Fourth is the issue of cognitive dissonance. Cognitive dissonance in worship happens when what is said and what is done don’t seem to link up. It can happen anywhere and everywhere in worship. For example, a congregation processes forward to receive Communion by intinction (“Take the bread and dip it in the cup”) while singing “Let Us Break Bread Together on Our Knees.” Last I checked, the congregation was neither breaking the bread (it was broken and handed to them) nor on their knees (they are either walking or sitting). A similar example is when in texts like the Great Thanksgiving prayer a strong mood phrase is used (“It is a good and joyful thing always and everywhere”) and is read as though the presider either doesn’t believe what they are saying to be true or simply hasn’t processed internally what the text is actually saying. As a congregant it causes me to think, “Do you really believe that? It doesn’t sound like it.” Or in another case, I know a worship leader who says everything—and I mean everything—through a brilliant, toothy smile. It could be a death announcement and it looks like he is pleased with the news!
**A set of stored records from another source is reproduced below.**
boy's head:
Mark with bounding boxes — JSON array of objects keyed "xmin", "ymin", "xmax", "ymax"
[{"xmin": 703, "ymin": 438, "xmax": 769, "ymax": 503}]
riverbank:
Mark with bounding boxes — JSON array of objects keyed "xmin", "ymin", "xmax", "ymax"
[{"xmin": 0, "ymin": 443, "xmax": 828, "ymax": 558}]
When the action or leadership doesn’t match the content or sense of action, congregations experience cognitive dissonance. This detracts from flow and from the congregation’s engagement with God in time.
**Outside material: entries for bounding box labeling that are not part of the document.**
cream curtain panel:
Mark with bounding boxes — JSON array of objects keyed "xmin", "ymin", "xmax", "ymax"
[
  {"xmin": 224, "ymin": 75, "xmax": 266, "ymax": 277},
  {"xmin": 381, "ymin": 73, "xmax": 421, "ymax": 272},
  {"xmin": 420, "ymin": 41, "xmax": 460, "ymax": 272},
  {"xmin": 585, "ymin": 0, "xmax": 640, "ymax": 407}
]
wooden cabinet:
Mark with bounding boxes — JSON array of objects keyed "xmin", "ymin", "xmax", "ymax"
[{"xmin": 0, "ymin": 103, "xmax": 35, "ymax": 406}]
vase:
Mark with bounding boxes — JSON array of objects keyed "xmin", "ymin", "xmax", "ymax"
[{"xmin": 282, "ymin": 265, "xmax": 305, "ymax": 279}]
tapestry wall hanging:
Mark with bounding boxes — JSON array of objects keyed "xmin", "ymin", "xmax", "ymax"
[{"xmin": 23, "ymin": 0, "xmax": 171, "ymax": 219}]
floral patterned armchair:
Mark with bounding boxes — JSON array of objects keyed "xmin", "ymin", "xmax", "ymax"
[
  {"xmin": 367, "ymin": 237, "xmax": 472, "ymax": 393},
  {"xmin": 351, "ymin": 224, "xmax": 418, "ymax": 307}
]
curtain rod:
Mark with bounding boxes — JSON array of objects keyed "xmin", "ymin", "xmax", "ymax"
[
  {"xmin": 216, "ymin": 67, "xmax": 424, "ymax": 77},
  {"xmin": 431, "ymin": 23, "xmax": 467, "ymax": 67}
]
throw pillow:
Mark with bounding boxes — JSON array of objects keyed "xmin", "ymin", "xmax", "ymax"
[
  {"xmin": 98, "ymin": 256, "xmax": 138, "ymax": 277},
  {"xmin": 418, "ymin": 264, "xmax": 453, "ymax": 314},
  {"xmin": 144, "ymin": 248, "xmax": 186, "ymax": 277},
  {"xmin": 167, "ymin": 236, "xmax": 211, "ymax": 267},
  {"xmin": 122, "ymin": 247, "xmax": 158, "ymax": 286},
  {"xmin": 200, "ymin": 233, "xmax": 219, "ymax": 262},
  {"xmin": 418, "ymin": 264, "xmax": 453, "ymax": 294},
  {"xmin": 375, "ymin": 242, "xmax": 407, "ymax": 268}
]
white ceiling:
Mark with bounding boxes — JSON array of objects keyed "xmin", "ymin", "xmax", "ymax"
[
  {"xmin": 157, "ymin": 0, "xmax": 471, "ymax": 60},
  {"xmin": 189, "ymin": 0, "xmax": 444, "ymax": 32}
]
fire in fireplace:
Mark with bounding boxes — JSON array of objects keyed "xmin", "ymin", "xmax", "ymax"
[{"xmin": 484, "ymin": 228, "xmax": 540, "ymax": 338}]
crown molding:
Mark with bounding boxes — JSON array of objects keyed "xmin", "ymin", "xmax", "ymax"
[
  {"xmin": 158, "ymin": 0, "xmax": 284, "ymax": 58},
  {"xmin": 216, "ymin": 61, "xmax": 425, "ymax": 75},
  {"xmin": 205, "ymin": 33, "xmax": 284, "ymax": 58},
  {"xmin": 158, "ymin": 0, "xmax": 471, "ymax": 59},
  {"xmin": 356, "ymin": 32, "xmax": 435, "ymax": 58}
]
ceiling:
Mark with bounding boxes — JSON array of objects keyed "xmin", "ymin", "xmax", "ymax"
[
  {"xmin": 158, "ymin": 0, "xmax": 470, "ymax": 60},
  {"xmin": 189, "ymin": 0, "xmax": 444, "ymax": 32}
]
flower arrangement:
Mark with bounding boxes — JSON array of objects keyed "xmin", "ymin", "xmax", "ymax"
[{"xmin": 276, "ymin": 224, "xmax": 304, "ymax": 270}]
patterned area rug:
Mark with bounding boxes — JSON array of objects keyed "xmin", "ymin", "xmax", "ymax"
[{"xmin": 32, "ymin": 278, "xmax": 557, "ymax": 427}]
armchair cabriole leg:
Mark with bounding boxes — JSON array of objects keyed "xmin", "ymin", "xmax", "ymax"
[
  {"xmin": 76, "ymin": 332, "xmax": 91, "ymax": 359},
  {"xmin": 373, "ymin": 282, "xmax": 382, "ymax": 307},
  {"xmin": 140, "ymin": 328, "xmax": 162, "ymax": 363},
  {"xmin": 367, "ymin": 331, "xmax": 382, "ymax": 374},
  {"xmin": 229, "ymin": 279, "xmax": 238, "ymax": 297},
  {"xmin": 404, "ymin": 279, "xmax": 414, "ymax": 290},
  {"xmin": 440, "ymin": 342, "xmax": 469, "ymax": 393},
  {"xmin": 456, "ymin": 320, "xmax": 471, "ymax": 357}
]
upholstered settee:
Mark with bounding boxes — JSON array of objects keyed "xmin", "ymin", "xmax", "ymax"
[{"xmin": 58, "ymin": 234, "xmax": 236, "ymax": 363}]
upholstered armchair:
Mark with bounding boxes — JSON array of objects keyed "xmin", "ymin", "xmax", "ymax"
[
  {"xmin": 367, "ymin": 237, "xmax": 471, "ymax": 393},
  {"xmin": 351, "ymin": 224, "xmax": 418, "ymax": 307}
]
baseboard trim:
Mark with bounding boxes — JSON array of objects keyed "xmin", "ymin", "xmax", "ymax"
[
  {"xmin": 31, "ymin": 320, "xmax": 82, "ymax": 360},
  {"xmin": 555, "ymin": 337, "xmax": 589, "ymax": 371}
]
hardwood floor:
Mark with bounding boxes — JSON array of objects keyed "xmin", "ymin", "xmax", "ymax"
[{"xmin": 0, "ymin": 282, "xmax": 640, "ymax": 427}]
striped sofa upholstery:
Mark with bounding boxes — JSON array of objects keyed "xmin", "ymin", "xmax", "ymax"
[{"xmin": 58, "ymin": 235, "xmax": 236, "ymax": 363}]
It should be reaffirmed here that disruption and interruption can be useful tools, but only once you’ve got flow down. One way in which worship planning and leadership reflects artistry is in its capacity to surprise, delight, shock, and awe the participants. We don’t want to lose that good artistic sense about worship; dynamic and holy interruption can only happen when we’ve got a bedrock of flow to crack open.

A number of other examples could have been cited in this section, but I hope you’re getting the point: making your planning and leadership more contemporary and with time means attending to the flow of the service. Flow isn’t about the amount of clock-time you have for the service, but about stewarding the sense of time the worship service creates as an event. Yes, you may still have a limitation on time for multiple reasons (multiple services, itinerant pastors, brunch plans, and NFL kickoffs), but worship services should strive to gather people out of the time of the world and inaugurate them into an engagement with God’s redeemed time. Flow is about experiencing time, and you want the congregation to experience time peaceably and without checking their watches every few moments, wondering when the service will be over.

 


This article is adapted from Lester Ruth, Flow (Nashville: Abingdon, 2020).